The Kinds of Texts Considered in the PULC Project
As explained here, precise understanding of language is impossible if we allow arbitrary texts on arbitrary topics. The PULC project therefore concentrates on texts that can be understood precisely, where all (or almost all) people agree about their meaning and about the correct answers to questions about them. The answers to the questions usually do not explicitly appear in the text and require inference based on the information in the text.
Examples of such texts appear below. The comprehension exams are various tasks designed to test the computer’s level of understanding of a NL sentence or text (just as they test humans’ understanding). The second list gives a few examples of real applications that would be very valuable to people, and which crucially rely on a high level of understanding of text meaning.
- Identifying logical entailment and contradiction relations between the meanings of two sentences.
- A good example of such entailments is the list compiled during the FRACAS project — see chapter 3 of Deliverable 16.
- The “Recognizing Textual Entailment” task contains pairs of sentences that are related by all kinds of ways, including analogies and similarities, and identifying entailments between them requires an unrestricted amount of general world knowledge, so it is not the kind of comprehension exam we aim at solving. Still, this task would greatly benefit from the knowledge developed in the PULC project, because the calculation of entailments would rely on a precise logical framework rather than on ad-hoc pattern-matching.
- Logic puzzles, such as those on LSAT and GRE exams.
- Math puzzles, such as those on SAT exams. (Solving such puzzles given their English description was one of the tasks that was suggested for the next DARPA Grand Challenge.)
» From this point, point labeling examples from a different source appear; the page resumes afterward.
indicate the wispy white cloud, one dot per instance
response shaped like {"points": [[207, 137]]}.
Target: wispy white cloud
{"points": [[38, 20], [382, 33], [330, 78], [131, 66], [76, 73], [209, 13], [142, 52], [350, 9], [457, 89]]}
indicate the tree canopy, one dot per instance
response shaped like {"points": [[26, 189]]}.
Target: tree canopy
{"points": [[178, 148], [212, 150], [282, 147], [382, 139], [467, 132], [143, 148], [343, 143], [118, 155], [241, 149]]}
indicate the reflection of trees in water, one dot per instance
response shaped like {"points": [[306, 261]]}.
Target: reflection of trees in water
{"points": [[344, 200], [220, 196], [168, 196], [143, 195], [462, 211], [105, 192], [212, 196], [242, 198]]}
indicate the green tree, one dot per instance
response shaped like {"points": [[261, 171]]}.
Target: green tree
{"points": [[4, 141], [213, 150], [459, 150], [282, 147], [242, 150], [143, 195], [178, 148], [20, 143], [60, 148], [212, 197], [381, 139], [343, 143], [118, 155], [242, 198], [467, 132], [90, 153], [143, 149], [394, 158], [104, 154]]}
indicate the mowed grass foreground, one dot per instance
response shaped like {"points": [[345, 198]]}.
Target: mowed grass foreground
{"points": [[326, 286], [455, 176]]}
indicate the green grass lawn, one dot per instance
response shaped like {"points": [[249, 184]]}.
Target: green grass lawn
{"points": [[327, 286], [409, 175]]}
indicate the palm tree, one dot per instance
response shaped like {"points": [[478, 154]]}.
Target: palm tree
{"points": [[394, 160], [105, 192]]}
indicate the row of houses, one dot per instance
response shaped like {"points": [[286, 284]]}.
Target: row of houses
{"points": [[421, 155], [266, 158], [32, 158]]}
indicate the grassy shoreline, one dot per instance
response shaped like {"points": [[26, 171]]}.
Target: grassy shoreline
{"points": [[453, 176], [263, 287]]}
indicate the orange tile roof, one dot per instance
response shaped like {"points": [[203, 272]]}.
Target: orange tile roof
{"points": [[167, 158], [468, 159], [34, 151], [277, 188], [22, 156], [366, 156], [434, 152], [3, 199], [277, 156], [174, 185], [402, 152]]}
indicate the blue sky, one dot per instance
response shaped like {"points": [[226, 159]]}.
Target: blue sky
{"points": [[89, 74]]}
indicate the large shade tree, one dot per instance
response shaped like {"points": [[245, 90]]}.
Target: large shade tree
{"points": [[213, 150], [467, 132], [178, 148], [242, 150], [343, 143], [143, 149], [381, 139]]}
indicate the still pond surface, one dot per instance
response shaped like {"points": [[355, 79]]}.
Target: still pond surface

- Solving Advanced Placement (AP) tests. (See e.g. Project Halo which works on the knowledge representation of such a task, but not yet on the language comprehension part).
Real World Applications
- NL interface to databases: expressing a query by a NL question rather than an SQL query. (Look here for a survey.)
- NL interface to a computational law system: Transforming texts that describe precise regulations to representations that the computer could reason with in order to determine whether a given case complies with the regulations (e.g.: which courses a college student must take in order to fulfil the requirements of a study program. Example text: look here).
- Understanding manuals and other documents written in a restricted subset of NL, like those used by the aircraft industry (e.g. the Boeing company: see this page and some papers on this page).
- Answering questions based on information given in a text drawn from a restricted class of texts.